Lorsque Jean arrive – il passe en général à l’improviste, ce vieil ami de la famille – le buffet n’est plus qu’un souvenir, mais peu importe, Jean est plus musique et soupe que buffet froid. Il salue ceux qu’il connaît, s’étonne de l’absence de Gaspard – Mathilde lui explique brièvement –, assemble son cor et se met à en jouer.
Le son des Alpes modifie les sons qui proviennent des bancs placés çà et là dans le jardin, les conversations s’arrêtent ou se font très feutrées et, lorsque les paroles de l’air soufflé sont connues, des cordes vocales se mettent à vibrer au rythme de l’air que Jean fait retentir; un dialogue s’installe entre les chanteurs et Jean, on lui réclame des airs dont on connaît les paroles.
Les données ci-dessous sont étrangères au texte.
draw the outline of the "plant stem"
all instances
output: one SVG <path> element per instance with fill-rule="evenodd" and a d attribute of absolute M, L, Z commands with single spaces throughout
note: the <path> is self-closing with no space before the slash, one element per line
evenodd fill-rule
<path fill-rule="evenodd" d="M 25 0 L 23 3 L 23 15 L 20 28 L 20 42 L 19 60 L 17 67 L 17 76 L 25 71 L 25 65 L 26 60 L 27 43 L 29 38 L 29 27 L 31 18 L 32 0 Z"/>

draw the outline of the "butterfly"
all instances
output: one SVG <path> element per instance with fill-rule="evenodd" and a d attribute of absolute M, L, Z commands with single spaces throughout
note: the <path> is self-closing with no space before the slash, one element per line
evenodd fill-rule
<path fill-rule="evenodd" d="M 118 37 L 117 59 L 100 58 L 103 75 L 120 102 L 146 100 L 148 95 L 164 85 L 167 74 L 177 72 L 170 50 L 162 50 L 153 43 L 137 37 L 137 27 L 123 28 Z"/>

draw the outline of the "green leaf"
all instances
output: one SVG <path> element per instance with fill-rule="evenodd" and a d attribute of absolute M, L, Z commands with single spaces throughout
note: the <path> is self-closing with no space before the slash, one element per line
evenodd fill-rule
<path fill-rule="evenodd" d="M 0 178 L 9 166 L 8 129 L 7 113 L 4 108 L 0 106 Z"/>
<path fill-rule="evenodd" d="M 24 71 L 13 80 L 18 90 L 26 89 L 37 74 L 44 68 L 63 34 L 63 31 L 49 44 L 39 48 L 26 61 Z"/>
Pas de montagnes dans le quartier, ni de vallées, mais des murs – tours, immeubles, villas – et des rues ou ruelles, assez pour que les sons se répercutent, ricochent, rebondissent, se diffusent, et en retour des gens qui arrivent des quatre points cardinaux: voici Eric avec son cor, il rejoint Jean à côté du feu, voici des voisins, voici des curieux et des vers luisants qui se dandinent. On les accueille, on regroupe les bancs autour du foyer, donc de la soupe, on se serre pour faire de la place, le muret disparaît sous les chanteurs, il est devenu banc. 
Pour qu’ils reprennent leur souffle, on sert des verres aux cornistes et aux choristes et, lorsque le répertoire s’épuise, les cors se font clairons pour annoncer la soupe. Avant qu’on attaque la collation de minuit, quelqu’un lance un ban pour souhaiter bon appétit, il est repris par tous, mais banc par banc, comme un canon, mais sans artifice.